An early test of the Bush administration’s commitment to promoting democracy in the Middle East is coming up, according to Washington Post columnist Jackson Diehl.
The appearance of Egyptian Foreign Minister Ahmed Aboul Gheit and intelligence chief Omar Suleiman in Washington this week should bring to a head a bold attempt by their country’s strongman, Hosni Mubarak, to neuter President Bush’s campaign for democracy in the Middle East within weeks of his inaugural address.

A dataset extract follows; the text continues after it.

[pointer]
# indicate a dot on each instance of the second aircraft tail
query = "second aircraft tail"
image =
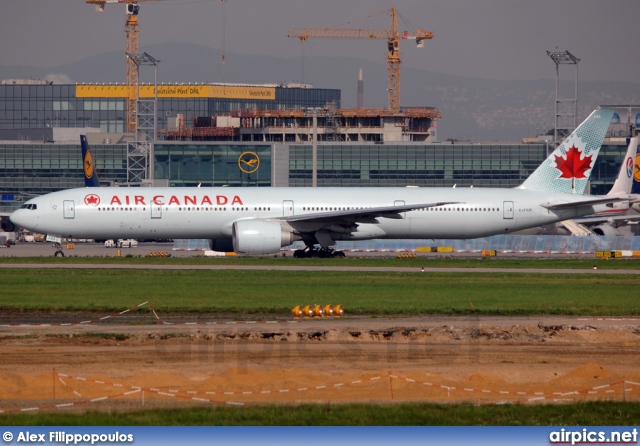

Mubarak’s brazen gambit was encapsulated by two events on successive days last week. On Tuesday he played host in Sharm el-Sheikh as Israeli Prime Minister Ariel Sharon and Palestinian President Mahmoud Abbas declared a cease-fire. On Wednesday his police in Cairo arrested the deputy leader of the new, liberal democratic Tomorrow political party and banned its newspaper from publishing its first issue — even though 10 days before the Bush administration had strongly objected to the arrest of the party’s chairman, Ayman Nour.
According to Diehl:
Some officials tell me that the Egyptians will get a cool, if not cold, reception in Washington and will be told that the jailing of Nour and his deputy, Moussa Mustafa, is unacceptable. Bush, one source said, is “furious” about the arrests. A U.S. diplomatic letter has been drafted, but not yet dispatched, to other members of the Group of Eight industrial nations; it describes Mubarak’s political crackdown in harsh terms and suggests that G-8 participation in an early March meeting in Egypt with the Arab League should be reconsidered.
Other elements in the administration, including the U.S. Embassy in Cairo, are urging a more cautious approach to Mubarak.
[I]t argues that an overly aggressive U.S. reaction would play into the hands of Egyptian “hard-liners.” Such limp logic, of course, is exactly what the chief hard-liner — Mubarak — is counting on.
Let’s hope Mubarak’s envoys hear a reading of the riot act, for a change.